À l’encontre de la première décision, la Grande Chambre a conclu à l’absence de vie familiale, même seulement de facto, entre l’enfant et les requérants compte tenu de « l’absence de tout lien biologique entre [eux], la courte durée de la relation avec l’enfant et la précarité des liens du point de vue juridique », et ce « malgré l’existence d’un projet parental et la qualité des liens affectifs » (§ 157).

Si la Grande Chambre a maintenu que la vie privée des requérants avait bien été affectée par le retrait de l’enfant, elle a cette fois estimé que leurs droits n’avaient pas pour autant été violés. Le retrait de l’enfant avait pour « but légitime » la « défense de l’ordre » et la « protection des “droits et libertés” d’autrui », en l’occurrence la protection du lien de filiation (§ 177). Elle a également estimé que « l’enfant ne subirait pas un préjudice grave ou irréparable en conséquence de la séparation » et que les autorités avaient « ménagé un juste équilibre entre les différents intérêts en jeu en demeurant dans les limites de l’ample marge d’appréciation dont elles disposaient en l’espèce » (§ 215).

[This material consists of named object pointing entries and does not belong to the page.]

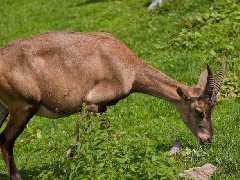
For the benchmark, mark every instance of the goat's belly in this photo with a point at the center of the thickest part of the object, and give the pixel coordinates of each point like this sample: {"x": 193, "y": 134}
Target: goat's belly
{"x": 45, "y": 112}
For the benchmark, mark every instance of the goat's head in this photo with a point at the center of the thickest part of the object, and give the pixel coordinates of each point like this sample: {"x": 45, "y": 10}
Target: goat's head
{"x": 197, "y": 105}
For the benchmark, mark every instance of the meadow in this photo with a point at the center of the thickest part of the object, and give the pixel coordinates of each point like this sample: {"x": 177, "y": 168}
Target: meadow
{"x": 132, "y": 139}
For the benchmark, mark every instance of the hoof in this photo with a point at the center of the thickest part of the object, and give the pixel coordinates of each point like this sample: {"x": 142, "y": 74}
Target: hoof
{"x": 16, "y": 177}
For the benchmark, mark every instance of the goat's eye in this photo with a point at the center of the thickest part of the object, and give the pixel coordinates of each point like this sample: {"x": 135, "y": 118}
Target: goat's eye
{"x": 199, "y": 112}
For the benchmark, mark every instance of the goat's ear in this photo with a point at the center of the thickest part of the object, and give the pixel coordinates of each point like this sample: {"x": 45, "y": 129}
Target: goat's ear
{"x": 183, "y": 94}
{"x": 202, "y": 81}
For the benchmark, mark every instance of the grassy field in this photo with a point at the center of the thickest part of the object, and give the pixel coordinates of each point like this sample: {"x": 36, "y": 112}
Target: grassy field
{"x": 179, "y": 38}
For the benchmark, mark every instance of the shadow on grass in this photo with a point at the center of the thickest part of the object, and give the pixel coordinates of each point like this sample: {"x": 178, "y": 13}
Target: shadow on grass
{"x": 3, "y": 176}
{"x": 87, "y": 2}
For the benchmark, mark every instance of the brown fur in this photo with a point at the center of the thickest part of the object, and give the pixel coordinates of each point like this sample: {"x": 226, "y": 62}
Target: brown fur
{"x": 54, "y": 73}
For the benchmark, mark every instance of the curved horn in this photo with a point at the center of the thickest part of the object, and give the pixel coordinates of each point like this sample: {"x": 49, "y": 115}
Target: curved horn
{"x": 220, "y": 78}
{"x": 208, "y": 91}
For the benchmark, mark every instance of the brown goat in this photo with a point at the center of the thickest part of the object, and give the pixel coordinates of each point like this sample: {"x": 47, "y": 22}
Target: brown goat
{"x": 53, "y": 74}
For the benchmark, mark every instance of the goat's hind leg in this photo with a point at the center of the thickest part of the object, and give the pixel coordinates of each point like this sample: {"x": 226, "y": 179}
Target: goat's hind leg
{"x": 16, "y": 124}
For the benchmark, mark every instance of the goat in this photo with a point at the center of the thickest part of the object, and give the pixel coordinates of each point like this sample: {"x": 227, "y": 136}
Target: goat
{"x": 55, "y": 73}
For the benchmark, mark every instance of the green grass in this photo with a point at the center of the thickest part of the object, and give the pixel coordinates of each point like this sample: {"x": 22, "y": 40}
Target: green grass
{"x": 179, "y": 39}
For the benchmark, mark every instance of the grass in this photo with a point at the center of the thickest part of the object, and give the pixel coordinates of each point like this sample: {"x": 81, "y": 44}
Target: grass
{"x": 178, "y": 38}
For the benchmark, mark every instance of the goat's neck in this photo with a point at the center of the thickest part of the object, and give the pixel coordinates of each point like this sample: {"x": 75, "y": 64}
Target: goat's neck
{"x": 155, "y": 83}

Dans ce même § 215, la Grande Chambre rappelle que « la Convention ne consacre aucun droit de devenir parent » et que « l’intérêt général » prime « le désir de parentalité » :

« Accepter de laisser l’enfant avec les requérants, peut-être dans l’optique que ceux-ci deviennent ses parents adoptifs, serait revenu à légaliser la situation créée par eux en violation de règles importantes du droit italien. »

Par cette décision, la Grande Chambre a heureusement rendu aux États le droit de refuser le fait accompli et de sanctionner les personnes qui ont recours illégalement à la gestation pour autrui, la sanction pouvant aller jusqu’au retrait de l’enfant. Il est cependant regrettable qu’elle n’ait pas saisi l’occasion pour condamner la pratique même de la gestation pour autrui.

Références
Cour européenne des droits de l’homme
Grande Chambre
24 janvier 2017
Paradiso et Campanelli c. Italie

Attention ! La jurisprudence et la loi évoluent en permanence. Assurez-vous auprès d’un professionnel du droit de l’actualité des informations données dans cet article, publié à fin d’information du public.